Tuesday, August 6, 2013
Start: Bear Branch | Finish: Hudson Gap | Miles: 17.0 | Total: 229.1
My alarm goes off as usual at 6:00 AM. And as usual I lie there listening to the sounds and snoozing, and thinking about the coming day. I know the first half of the day will be through some of the most scenic woods of the GA section – the Cohutta Wilderness – followed by a long downhill ridge run, ending in a creepy inhospitable woods that I am not really looking forward to camping in. All from my 2011 memory. Then somehow I fall back to sleep and do not wake up till nearly 8. I end up taking extra long getting ready – spending a lot of time prepping my feet. Two cups of actual hot coffee – by now I am in no danger or fear of running out of fuel. Hit the trail shortly before 10.

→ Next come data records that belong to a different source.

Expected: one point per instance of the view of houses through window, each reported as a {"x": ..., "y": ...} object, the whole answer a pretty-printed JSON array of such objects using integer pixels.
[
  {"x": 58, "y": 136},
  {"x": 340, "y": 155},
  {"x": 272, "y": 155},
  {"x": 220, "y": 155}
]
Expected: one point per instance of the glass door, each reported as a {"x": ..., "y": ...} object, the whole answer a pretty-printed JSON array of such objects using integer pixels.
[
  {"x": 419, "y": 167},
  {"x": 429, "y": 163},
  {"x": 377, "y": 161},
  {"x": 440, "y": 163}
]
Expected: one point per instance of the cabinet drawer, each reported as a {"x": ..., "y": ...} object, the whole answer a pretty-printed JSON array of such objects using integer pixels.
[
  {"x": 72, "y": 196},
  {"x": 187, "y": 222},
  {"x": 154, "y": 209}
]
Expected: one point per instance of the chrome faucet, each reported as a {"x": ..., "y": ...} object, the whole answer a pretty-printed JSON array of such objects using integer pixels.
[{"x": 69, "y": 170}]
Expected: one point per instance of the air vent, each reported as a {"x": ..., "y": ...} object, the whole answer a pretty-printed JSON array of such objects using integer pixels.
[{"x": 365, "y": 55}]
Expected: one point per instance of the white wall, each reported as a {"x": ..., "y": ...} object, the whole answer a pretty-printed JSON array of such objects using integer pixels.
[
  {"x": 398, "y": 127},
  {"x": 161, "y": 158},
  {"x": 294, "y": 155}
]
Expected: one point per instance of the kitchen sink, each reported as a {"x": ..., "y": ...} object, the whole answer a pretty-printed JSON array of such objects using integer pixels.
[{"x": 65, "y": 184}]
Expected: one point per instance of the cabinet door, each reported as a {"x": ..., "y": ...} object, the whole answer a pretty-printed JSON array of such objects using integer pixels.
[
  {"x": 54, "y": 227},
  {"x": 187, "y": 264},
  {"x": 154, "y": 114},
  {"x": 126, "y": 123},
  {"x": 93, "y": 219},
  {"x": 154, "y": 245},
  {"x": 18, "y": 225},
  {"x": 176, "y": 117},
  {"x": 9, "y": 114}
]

My feet feel fine today. Back to normal. They still hurt after a 16 mile day, but only in the normal way, not like I am courting injury. The day is somewhat drab – a dull heavy light which I assume is an overcast sky above the green ceiling. Nonetheless I am in much higher spirits, due to my feet. It starts to rain a couple of times. I even unpack my poncho, but never put it on. Both times it is short lived and very light.
During lunch break, sitting on my pack in the middle of the trail, in a particularly dense section of woods, I start hearing noises approaching down the trail. At first I think it must be hikers, but then I catch a glimpse of brown hide and ears, and think horses. Then I realized it is a group of wild boars. I stand up, clear my throat, and announce myself. The leader looks in my direction, then hightails it out, followed by the others. It turns out to be a rather large herd.

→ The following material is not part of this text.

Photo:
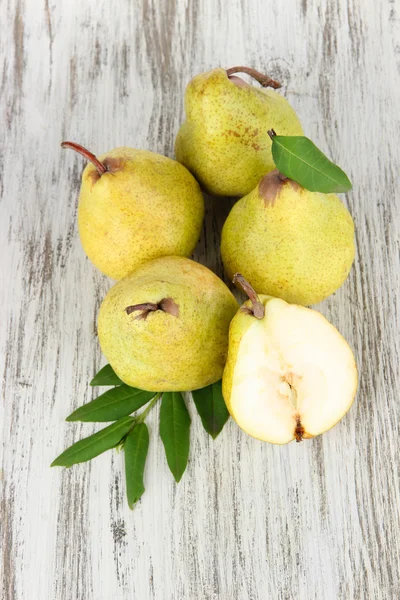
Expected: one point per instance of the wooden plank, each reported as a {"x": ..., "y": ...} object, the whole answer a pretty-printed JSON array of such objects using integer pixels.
[{"x": 248, "y": 521}]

Making the turn east at Fowler Mountain, the woods that I described as creepy and inhospitable seem lovely this time around. Cathedral-like, somehow. It’s amazing how one’s state of mind can at a given time affect your perception.

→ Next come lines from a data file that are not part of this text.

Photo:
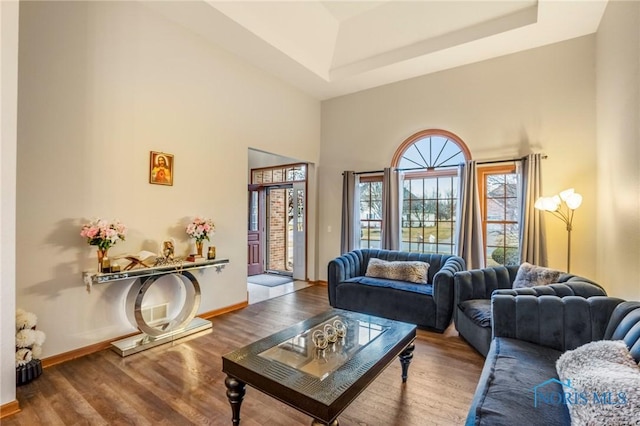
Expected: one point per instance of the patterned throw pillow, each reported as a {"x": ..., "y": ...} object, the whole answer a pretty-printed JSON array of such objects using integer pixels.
[
  {"x": 530, "y": 276},
  {"x": 412, "y": 271},
  {"x": 602, "y": 383}
]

When I reach the spring at Hatley Gap I load up with water for camp. The camp site at the Gap is quite nice, and not even listed in the guide. A picturesque grassy clearing with a fire ring, marked by a wooden sign. Yet it is still a mile or two short of my goal for the day. McKinney Gap, when I arrive, proves to be too overgrown for camping, so I push on to Hudson Gap. It is at the intersection of a FSR and the trail. I am hanging across what looks like a vehicle turn-around, also outfitted with a rudimentary fire ring. Not picturesque, but it works. Great cell reception here too – am able to call home.
18 miles tomorrow, to Falls Branch, one of my favorite camp sites on the 2011 hike.